Yes, there is a God, but… the creator of stories is man. So, while we have an entire universe of raw material thrown at us, it is only the human mind that twists it all into a million different shapes. Manu Bhattathiri is one such human who has done a neat job of twisting innocuous looking material into thought-provoking stories in his ‘The greatest enemy of rain’, published by Aleph.
Nearly every writer does this – I mean, the job of turning raw material into stories – but not every one of them manages to create characters like Shabari (from ‘Shabari and Anita’) or Gopi (from ‘The greatest enemy of rain’) who, even without attempting fly into space and survive on Mars or lead global movements, make a teeny-weeny ball of complexity open-up and unravel a secret. This book has this sort of flow of unravelling alchemy ambling right through. In fact, Manu goes a step ahead and brings in even a super-computer Buster 235 (in ‘The answer’) giving us an unquestionable answer to an unanswerable question! It is these treks into not just the psychology of relationships but also the pathophysiology of technology blitzing its way into socio-economic and political environments that make these stories come alive.

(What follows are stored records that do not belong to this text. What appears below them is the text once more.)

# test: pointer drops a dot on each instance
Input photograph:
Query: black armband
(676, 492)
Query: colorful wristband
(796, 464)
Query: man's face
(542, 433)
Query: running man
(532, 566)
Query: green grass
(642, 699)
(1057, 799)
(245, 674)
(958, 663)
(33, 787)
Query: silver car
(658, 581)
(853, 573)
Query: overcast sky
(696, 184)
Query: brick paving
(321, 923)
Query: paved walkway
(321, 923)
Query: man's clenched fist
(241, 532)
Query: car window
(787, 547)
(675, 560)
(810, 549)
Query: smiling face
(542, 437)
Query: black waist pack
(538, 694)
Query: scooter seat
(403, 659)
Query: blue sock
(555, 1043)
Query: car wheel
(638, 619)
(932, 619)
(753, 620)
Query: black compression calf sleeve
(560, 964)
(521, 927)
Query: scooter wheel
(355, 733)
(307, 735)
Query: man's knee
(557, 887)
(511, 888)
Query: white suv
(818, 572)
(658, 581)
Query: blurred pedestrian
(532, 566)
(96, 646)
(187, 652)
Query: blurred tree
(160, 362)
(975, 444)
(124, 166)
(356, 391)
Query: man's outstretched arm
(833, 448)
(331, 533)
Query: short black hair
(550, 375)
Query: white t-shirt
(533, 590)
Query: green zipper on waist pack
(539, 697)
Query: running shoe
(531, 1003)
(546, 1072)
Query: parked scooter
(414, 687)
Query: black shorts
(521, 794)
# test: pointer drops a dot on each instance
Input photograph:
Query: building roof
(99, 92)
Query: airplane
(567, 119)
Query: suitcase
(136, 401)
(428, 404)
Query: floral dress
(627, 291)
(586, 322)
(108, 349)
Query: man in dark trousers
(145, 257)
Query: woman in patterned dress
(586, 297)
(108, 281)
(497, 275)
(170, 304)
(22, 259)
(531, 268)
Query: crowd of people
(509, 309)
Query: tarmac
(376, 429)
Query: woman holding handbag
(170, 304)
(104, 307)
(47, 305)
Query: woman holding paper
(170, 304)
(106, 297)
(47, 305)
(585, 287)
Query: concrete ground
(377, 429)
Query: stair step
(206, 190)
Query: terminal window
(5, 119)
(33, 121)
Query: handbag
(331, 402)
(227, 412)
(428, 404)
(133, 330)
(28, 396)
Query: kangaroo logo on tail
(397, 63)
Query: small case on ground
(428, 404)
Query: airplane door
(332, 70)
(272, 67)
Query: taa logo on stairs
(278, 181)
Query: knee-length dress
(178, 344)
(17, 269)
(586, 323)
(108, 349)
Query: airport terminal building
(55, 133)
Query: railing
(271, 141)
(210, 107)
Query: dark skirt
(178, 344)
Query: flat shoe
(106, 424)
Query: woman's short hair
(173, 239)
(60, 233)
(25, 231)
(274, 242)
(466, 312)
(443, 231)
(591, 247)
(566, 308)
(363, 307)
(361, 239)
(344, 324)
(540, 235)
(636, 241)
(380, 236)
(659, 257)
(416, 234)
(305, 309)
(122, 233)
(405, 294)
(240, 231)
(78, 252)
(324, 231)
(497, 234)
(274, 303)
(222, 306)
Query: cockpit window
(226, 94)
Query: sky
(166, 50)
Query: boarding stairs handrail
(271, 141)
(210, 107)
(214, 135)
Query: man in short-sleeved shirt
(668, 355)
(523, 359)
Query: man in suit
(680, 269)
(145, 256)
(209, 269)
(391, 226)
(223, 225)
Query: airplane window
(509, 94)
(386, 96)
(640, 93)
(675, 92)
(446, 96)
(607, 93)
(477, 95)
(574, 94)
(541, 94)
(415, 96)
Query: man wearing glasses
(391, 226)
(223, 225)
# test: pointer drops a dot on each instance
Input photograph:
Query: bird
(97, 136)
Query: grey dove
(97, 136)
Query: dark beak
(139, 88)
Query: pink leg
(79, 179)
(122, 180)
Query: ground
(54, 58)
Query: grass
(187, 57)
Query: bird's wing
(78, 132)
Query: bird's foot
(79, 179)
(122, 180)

Let me just say that for a few days I have not been reading but trekking up and down the simplest of sentence structures and watching them sprout into ideas that tower like skyscrapers. For instance, we have the generally reticent and not so outgoing Gopi in one of the stories tell Neelu, ‘the retired income tax clerk whose bad breath mad him stand a little away’: ‘Don’t tell me God is less smart than us, incapable of improving.’ This storyteller has an innate knack to weave just about every possible scenario into a story that develops into relevance at a pace that does not disconcert the reader. In fact, Manu himself writes that even fear and terror cannot really be as terrifying if they bring out the horror too quickly. In ‘Mani and the ghost’, where he is has the protagonist come face to face with someone who could ‘surrealistically glide-walk or telekinetically stop a car or metaphysically open locked doors’ but allows the reader to get into the clutches of goosebumps without having ‘long, weed-like arms’ waving at bushes to make them burst into flames. In this story, the protagonist is convinced that ghosts cannot really be scary as everyone eventually dies and get a chance to become one. The stories in this collection are forever poised to take sudden twists and effortlessly glide into slots that hold on to perceptions of prevalent social behaviour in ways that allows a writer to play his mind games.
Talking of mind games, even the tale where a supercomputer takes centre-stage and readers may be on the verge of feeling that the details might be a tad intimidating, the author employs his expertise to fling ideas into surprising arenas. He brings in humankind that ‘is forever caught up in some frenzy or the other’ and introduces satire in ways that makes us smile… and read on. This story has plenty of powwows between science and religion with our natural instinct for one-upmanship astride greed and self-interest egging the tale onwards. This story is about the chase for truth squeezing itself through facets that do nothing but twist the truth. Imagine having ‘subatomic packets of convincing information’ and ‘perception-changing ad-campaigns’ hobnobbing with a futuristic plot where even the director of his innovative supercomputer has spent his past years conniving with worldly success so much that he has ‘forgotten his original voice by now.’ Such is the impact of Manu’s stories, that a reader’s mind flows with each differing narrative.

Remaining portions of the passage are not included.